[Zope3-dev] N-Tuple Adapters
Shane Hathaway
shane@zope.com
Mon, 2 Jun 2003 23:44:18 -0400 (EDT)
On Mon, 2 Jun 2003, Phillip J. Eby wrote:
> At 09:49 PM 6/2/03 -0400, Shane Hathaway wrote:
> >That's an interesting insight. Adapters would provide IHTTPTraverser,
> >IFTPTraverser, etc. A problem arises, though, when you want to register
> >and use a general ITraverser: getAdapter(foo, IHTTPTraverser) must never
> >return an adapter registered as providing only ITraverser. So either the
> >adapter has to be registered many times (once for each traversal interface
> >in the system) or we have to call getAdapter() multiple times, each time
> >more general.
>
> Unless I'm mistaken, I don't believe you would have that problem, if you
> had transitive adaptation. That is, if you could register an adaptation
> from ITraverser to IHTTPTraverser that would automatically be selected, if
> there was an adaptation from the object to ITraverser. My PyProtocols
We could do this today. We'd register a special adapter for any object to
IHTTPTraverser. The adapter factory would turn around and make a
recursive call to getAdapter(). Adapters for any object get lowest
priority, if I recall correctly. Two downsides: the special adapter has
to be registered once per protocol, and you might get recursive loops.
(Your documentation says PEAK eliminates the recursion problem.)
> package has this capability; see
> http://peak.telecommunity.com/protocol_ref/proto-implication.html for the
> section of the reference that deals with "adapter paths" and relative
> precedence of different routes for an adaptation.
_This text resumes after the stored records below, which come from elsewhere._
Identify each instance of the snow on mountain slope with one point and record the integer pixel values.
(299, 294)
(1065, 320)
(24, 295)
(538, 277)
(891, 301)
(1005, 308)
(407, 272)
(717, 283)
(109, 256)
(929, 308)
One of the (relatively)
> original contributions of PyProtocols is that it considers "implementing"
> an interface to be a special case of adaptation (the NO_ADAPTER_NEEDED
> adapter!), rather than the other way around. This makes transitive
> adaptation and making new "subset" protocols (think reverse interface
> inheritance) easy and natural operations, not to mention fast.
Whew, you like to turn everything on its head. It sounds neat though. ;-)
I followed up to the last word. How does this make it fast?